3.  People will benefit, and people will suffer, but they will usually be the wrong people.  The people ensnared in the obscure technicalities, and thus most at risk of actual jail time, will not be the main actors but rather bit players who somehow wind up as pawns of the powerful.  Meanwhile certain politicians, pundits, and journalists will achieve prominence for reasons that afterward will never be entirely obvious.

4.  In five years, no one will remember this.  Well, no one except political junkies, and even they will have trouble keeping the details straight.  (Don’t believe me?  Try naming all 5 of the “Keating Five” and explaining what they were supposed to have done wrong; explain the Jim Wright scandal; tell me what the prosecution of James Beggs was about and why he was acquitted.  No fair using Google.)

And the most important (and surest) prediction of all:

5.  The real scandal won’t  be addressed.  As Michael Kinsley once observed, in every political scandal the real scandal isn’t what’s illegal: it’s what’s legal.  The scandal that is never addressed is that influence-buying and influence-selling go on in Washington all the time.  They are not unusual, but common – and so are sweetheart deals, dubious “gifts,” and excessive “friendship” between the regulators and the regulated.

There’s no surprise here.  With the federal government’s finger in so many pies, it would be astonishing if the people it regulated didn’t try to influence it.  (And much of the influence-buying is really a form of extortion: everyone knows that if you don’t buy influence, you’re far more likely to find your company or industry targeted.)

This should come as no surprise either.  The government attracts people trying to influence it the way honey (or, ahem, other fly-attractors) attracts flies.  The bigger the government, the bigger the pile of, er, honey and the more flies it attracts.  Most political ethics laws are the equivalent of putting up screen doors or handing out flyswatters: try all you want, but the flies will still get through.  If you don’t like flies, you’ve got to do something about what’s attracting them.

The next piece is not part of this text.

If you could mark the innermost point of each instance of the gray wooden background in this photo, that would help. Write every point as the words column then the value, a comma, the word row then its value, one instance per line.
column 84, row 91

People realize this.  Jonathan Rauch has a wonderful graph in his book Government’s End: Why Washington Stopped Working.  It plots public trust in government against the number of pages of new laws enacted each year.  They’re almost perfect reciprocals: as more laws are enacted, trust goes down.  In a not-unrelated development, he also notes that as government power has expanded, the number of lobbyists in Washington has grown along with it.

This connection between government size and governmental corruption should be obvious, and Enron’s bipartisan efforts at influence-buying certainly bear it out, but it seldom comes up in public discussions of government ethics.  I suspect that’s because most of the people who take part in those discussions are so invested in big government (journalists who cover Washington have little to gain from smaller government, nor do politicians, lobbyists, lawyers, or even academics who study government ethics) that they find it hard to acknowledge the role that government size and intrusiveness play in government corruption.  Instead they look for magic bullets: the right rule, the right statute, the right special prosecutor.  These don’t solve the problem, but they let the chattering classes keep chattering.

And that’s my final prediction: don’t expect the people who benefit from the current sad state of government ethics to come up with any useful proposals for actually improving things.  You might as well expect flies to come out against honey.

Glenn Harlan Reynolds is a law professor at the University of Tennessee and publishes InstaPundit.Com.  He is coauthor, with Peter W. Morgan, of  The Appearance of Impropriety: How the Ethics Wars Have Undermined American Government, Business, and Society (The Free Press, 1997).